Not Love But Delicious Foods Make Me So Happy by Fumi Yoshinaga
I’m willing to try any manga by Fumi Yoshinaga, and I was curious about Not Love But Delicious Foods, because it is obvious from her other manga that Yoshinaga is an unapologetic foodie. This volume detailing the restaurant visits of Yoshinaga and her friends and co-workers feels a little more like omake (the extra author notes or side stories included in a manga) than a full-fledged volume, but if I had to read a volume of nothing but food omake, I’d expect Yoshinaga’s to be very entertaining. I wasn’t disappointed by the love of food on display here, but I was more interested in the ways Yoshinaga portrayed herself as she ate.
More than anything else, Not Love But Delicious Foods functions as a food diary from a restaurant enthusiast. Yoshinaga goes to eat with her assistants and friends, visiting different restaurants and including detailed descriptions of the meals eaten at each one. There isn’t the historical background or information about preparation included that you’d see in a series like Oshinbo, instead you get recitations of what’s great about a particular dish, with a map to the restaurants visited after each chapter. The food descriptions sometimes seemed to blur together a little bit, but I read the book in one sitting. It might be better sampled a chapter or two at a time. I did put down the book feeling a wave of nostalgia for Japanese bakeries (they put so many different things inside bread) and Yoshinaga changed my dismissive attitude towards eel.

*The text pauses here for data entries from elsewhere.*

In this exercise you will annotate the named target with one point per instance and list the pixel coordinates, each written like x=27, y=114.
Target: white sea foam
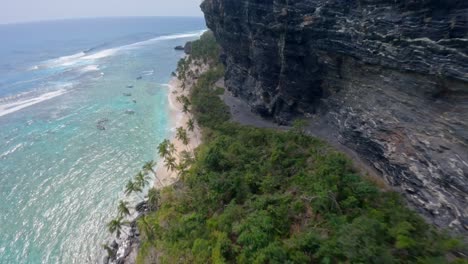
x=147, y=73
x=82, y=58
x=8, y=108
x=90, y=68
x=8, y=152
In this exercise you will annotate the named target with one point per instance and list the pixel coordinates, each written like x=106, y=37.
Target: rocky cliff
x=388, y=77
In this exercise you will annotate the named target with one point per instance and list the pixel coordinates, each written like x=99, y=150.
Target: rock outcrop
x=389, y=77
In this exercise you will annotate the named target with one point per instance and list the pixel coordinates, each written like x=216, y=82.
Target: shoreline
x=177, y=119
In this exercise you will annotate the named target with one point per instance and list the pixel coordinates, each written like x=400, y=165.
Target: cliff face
x=390, y=77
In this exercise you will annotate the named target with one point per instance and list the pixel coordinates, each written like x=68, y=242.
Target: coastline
x=126, y=248
x=178, y=119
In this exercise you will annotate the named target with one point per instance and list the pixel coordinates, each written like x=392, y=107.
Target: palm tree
x=146, y=227
x=153, y=199
x=185, y=108
x=110, y=251
x=132, y=187
x=148, y=167
x=123, y=209
x=116, y=226
x=141, y=180
x=191, y=125
x=163, y=148
x=170, y=163
x=171, y=148
x=182, y=136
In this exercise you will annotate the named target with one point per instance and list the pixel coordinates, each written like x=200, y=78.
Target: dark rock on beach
x=188, y=47
x=101, y=123
x=388, y=79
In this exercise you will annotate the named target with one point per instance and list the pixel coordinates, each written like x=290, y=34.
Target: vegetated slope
x=387, y=78
x=262, y=196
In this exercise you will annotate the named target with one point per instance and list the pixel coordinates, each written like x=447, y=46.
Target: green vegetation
x=262, y=196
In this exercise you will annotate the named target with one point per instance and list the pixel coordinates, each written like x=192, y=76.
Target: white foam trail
x=85, y=58
x=147, y=73
x=90, y=68
x=167, y=37
x=8, y=152
x=9, y=108
x=100, y=54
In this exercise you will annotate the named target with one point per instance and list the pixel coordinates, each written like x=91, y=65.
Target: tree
x=148, y=167
x=141, y=180
x=170, y=163
x=182, y=136
x=166, y=148
x=131, y=187
x=123, y=209
x=153, y=199
x=299, y=126
x=163, y=148
x=191, y=125
x=116, y=226
x=146, y=227
x=109, y=250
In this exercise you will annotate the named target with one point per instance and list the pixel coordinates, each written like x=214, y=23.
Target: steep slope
x=389, y=77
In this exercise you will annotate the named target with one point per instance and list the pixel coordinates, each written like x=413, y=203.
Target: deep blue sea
x=83, y=103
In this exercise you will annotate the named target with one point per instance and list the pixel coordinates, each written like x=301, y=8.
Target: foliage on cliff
x=263, y=196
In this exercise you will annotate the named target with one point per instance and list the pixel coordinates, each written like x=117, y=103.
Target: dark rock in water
x=141, y=207
x=188, y=47
x=389, y=78
x=101, y=124
x=114, y=245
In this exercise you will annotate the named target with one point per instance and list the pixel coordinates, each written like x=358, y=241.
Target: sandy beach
x=178, y=119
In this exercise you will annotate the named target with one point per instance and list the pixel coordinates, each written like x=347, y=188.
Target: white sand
x=178, y=119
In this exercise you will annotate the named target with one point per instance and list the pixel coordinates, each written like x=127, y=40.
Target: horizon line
x=91, y=17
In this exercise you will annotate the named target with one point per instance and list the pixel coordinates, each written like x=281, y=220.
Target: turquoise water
x=70, y=134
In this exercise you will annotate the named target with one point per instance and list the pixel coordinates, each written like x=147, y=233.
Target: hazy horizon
x=26, y=11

Yoshinaga portrays herself as a middle aged man, unsightly hag, and dolled-up drag queen. She introduces her character as “F-mi Y-naga, a thirty-one year old female who makes her living by drawing men engaged in anal sex.” She has a wide circle of friends she goes out to eat with, but her mainstay is her hopeless assistant S-hara. She lives with S-hara, and he works on her manga but he’s not very good. She keeps trying to lend him out to other manga artists in the futile hope that he’ll come back with better skills. Yoshinaga portrays her attitude towards food as very proprietorial. She’s delighted to talk about food, take people out to eat, and if someone likes a dish that she recommends she is as proud as if she made it herself. She frightens away potential dates, but thrills inside when she sees a well-fed man. One of the stories that I thought was interesting coming from a yaoi author is when Y-naga discovers that one of her acquaintances is gay. She takes him out to eat and apologizes to him, saying “I’ve been paying my rent drawing manga with gay themes, but none of them are real gay themes!”
Y-naga’s capacity for food is almost endless, as shown when the staff of an all you can eat restaurant gathers and bows to Y-naga and her friend when they finally place their last order. The lecturing tone is fairly consistent throughout the whole manga, but it is something Yoshinaga is very aware of, making comments like “Imparting boring trivia to young female meal companions is one of Y-naga’s old-man like traits.” Yoshinaga is obviously exaggerating her quirks for comedic effect, but if was fun reading about her adventures in restaurants and seeing the way she enjoys sharing food with her friends. I think this manga is probably best suited to someone who is already a Yoshinaga fan, and who has already read several of her series. While Not Love But Delicious Foods is funny and entertaining I imagine it would be less captivating for someone who isn’t very familiar with her previous works. As a companion piece to Yoshinaga’s other series providing an exaggerated look at the life of a talented manga creator, Not Love But Delicious Foods functions very well. It does make me dearly wish that someone would pick up and translate her series “What Did You Eat Yesterday” about the culinary adventures of a gay couple.